Almost 2,500 Americans would die on that “Longest Day,” along with about 2,000 of their allies.
We need not describe here all that transpired on what was code-named Utah, Omaha, Sword, Juno and Gold beaches. It has been well-documented in print and film.
It was D-Day, the sixth of June in 1944. The “D” stood simply for “day,” the day of the most massive amphibious invasion in history, the day the great democracies would begin to reclaim Europe from the most malevolent and despicable of occupiers.
For most of the almost 160,000 troops who crossed the English Channel, D-Day was not about politics or even freedom, it was about the shortest route home.

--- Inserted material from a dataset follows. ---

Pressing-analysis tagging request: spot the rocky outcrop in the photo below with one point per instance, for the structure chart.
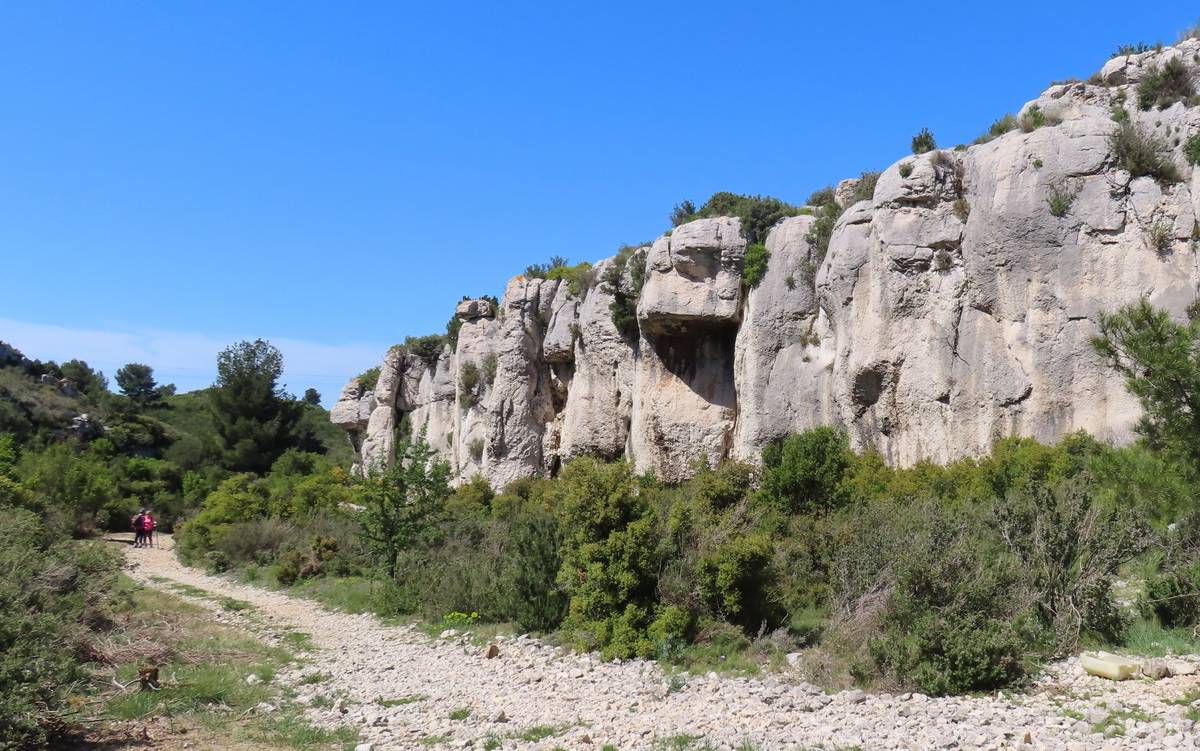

The sooner the war was over, the sooner they could go back to their loved ones and resume the lives they had planned before the war.
As the allies progressed into the heart of Nazi Germany, lost on those beaches were arms and legs and eyes and … so many lives.
Time, of course, has taken its toll on those who were fortunate enough to survive “Operation Overlord.” A 21-year-old soldier who braved machine gun fire on a beach at Normandy would be at least 90 today if he is still alive. Their numbers are now counted in the hundreds rather than thousands.
Sadly, some survivors — along with many other veterans — have fallen victim to what is a morally indefensible situation regarding our Veterans Administration hospitals.
At least 19 veterans at VA hospitals and clinics have died because of delays in their receiving screenings for such procedures as colonoscopies or endoscopies, according to an internal document obtained by CNN from the U.S. Department of Veterans Affairs. Some facilities have been deemed filthy, and adequate care is lacking.